Pod evictions are initiated by the Kubelet when the node starts running low on compute resources. These evictions are meant to reclaim resources to avoid a system out of memory (OOM) event. DevOps can specify thresholds for resources which when breached trigger pod evictions by the Kubelet.
The QoS class of a pod does affect the order in which it is chosen for eviction by the Kubelet. Kubelet first evicts BestEffort and Burstable pods using resources above requests. The order of eviction depends on the priority assigned to each pod and the amount of resources being consumed above request.
Guaranteed and Burstable pods not exceeding resource requests are evicted next based on which ones have the lowest priority.
Both Guaranteed and Burstable pods whose resource usage is lower than the requested amount are never evicted because of the resource usage of another pod. They might, however, be evicted if system daemons start using more resources than reserved. In this case, Guaranteed and Burstable pods with the lowest priority are evicted first.
When responding to DiskPressure node condition, the Kubelet first evicts BestEffort pods followed by Burstable pods. Only when there are no BestEffort or Burstable pods left are Guaranteed pods evicted.
4.b. What is the Node Out of Memory (OOM) Behaviour for Guaranteed, Burstable and BestEffort pods?
If the node runs out of memory before the Kubelet can reclaim it, the oom_killer kicks in to kill containers based on their oom_score. The oom_score is calculated by the oom_killer for each container and is based on the percentage of memory the container uses on the node as compared to what it requested plus the oom_score_adj score.
The oom_score_adj for each container is governed by the QoS class of the pod it belongs to. For a container inside a Guaranteed pod the oom_score_adj is “-998”, for a Burstable pod container it is “1000” and for a BestEffort pod container “min(max(2, 1000 - (1000 * memoryRequestBytes) / machineMemoryCapacityBytes), 999)”.
The oom_killer first terminates containers that belong to pods with the lowest QoS class and which most exceed the requested resources. This means that containers belonging to a pod with a better QoS class (like Guaranteed) have a lower probability of being killed than one’s with Burstable or BestEffort QoS class.

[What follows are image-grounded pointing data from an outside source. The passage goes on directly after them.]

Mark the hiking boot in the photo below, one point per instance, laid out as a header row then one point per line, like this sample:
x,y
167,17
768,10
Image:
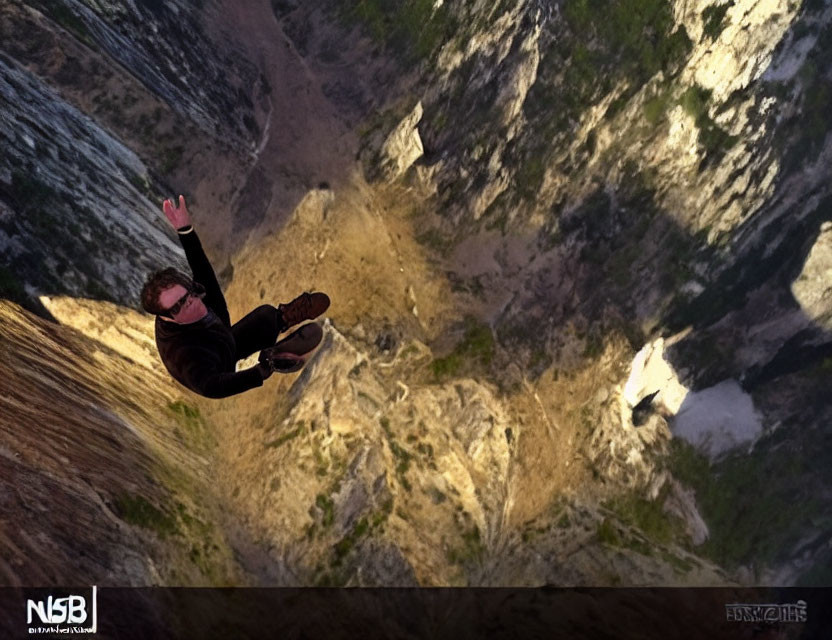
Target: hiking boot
x,y
305,307
299,342
286,362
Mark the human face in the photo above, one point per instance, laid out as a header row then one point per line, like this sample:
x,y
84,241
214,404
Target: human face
x,y
190,305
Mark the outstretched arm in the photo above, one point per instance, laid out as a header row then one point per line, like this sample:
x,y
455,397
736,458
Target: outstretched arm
x,y
180,220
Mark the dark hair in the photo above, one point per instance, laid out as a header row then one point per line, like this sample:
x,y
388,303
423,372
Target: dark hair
x,y
158,282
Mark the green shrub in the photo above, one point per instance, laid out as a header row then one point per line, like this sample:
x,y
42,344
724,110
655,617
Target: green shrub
x,y
713,18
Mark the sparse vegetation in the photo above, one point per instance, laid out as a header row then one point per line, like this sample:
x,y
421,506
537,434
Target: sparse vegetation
x,y
649,517
413,29
714,139
286,437
477,346
327,507
193,427
606,533
751,519
472,549
713,19
136,510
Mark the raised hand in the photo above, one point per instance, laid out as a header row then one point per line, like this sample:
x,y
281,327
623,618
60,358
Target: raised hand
x,y
177,216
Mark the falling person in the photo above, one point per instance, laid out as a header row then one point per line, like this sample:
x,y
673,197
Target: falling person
x,y
196,340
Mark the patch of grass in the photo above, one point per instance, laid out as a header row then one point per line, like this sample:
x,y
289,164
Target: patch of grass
x,y
655,108
286,437
327,507
193,424
477,346
679,564
472,549
346,544
136,510
529,176
714,139
648,516
713,19
606,534
171,157
436,240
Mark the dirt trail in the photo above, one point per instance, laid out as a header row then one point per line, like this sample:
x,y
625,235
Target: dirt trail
x,y
304,141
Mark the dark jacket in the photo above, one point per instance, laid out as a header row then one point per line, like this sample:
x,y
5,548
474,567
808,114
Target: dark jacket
x,y
203,355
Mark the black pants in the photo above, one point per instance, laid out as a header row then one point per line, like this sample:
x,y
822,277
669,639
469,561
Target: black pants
x,y
257,331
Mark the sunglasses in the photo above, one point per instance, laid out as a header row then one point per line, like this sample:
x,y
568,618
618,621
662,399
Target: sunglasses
x,y
196,290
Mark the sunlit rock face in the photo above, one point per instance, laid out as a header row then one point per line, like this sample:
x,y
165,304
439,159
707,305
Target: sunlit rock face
x,y
530,217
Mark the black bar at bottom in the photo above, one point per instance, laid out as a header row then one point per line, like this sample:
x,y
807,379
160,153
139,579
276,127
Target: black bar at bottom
x,y
453,614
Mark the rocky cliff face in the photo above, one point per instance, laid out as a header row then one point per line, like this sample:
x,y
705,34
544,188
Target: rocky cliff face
x,y
529,215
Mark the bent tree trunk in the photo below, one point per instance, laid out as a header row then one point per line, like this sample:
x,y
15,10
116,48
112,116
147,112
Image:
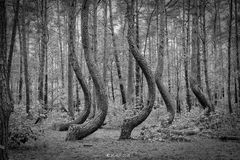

This, however, is not true of all cases. Since the oom_killer also considers memory usage vs request, a container with a better QoS class might have a higher oom_score because of excessive memory usage and thus might be killed first.
##Conclusion
Kubernetes scheduler schedules pods based on their QoS class values. QoS class of a pod is assigned by its resource limits and requests definitions of containers. These classes have impacts on the resource utilization of nodes. In order to utilize available resources efficiently, they must be considered.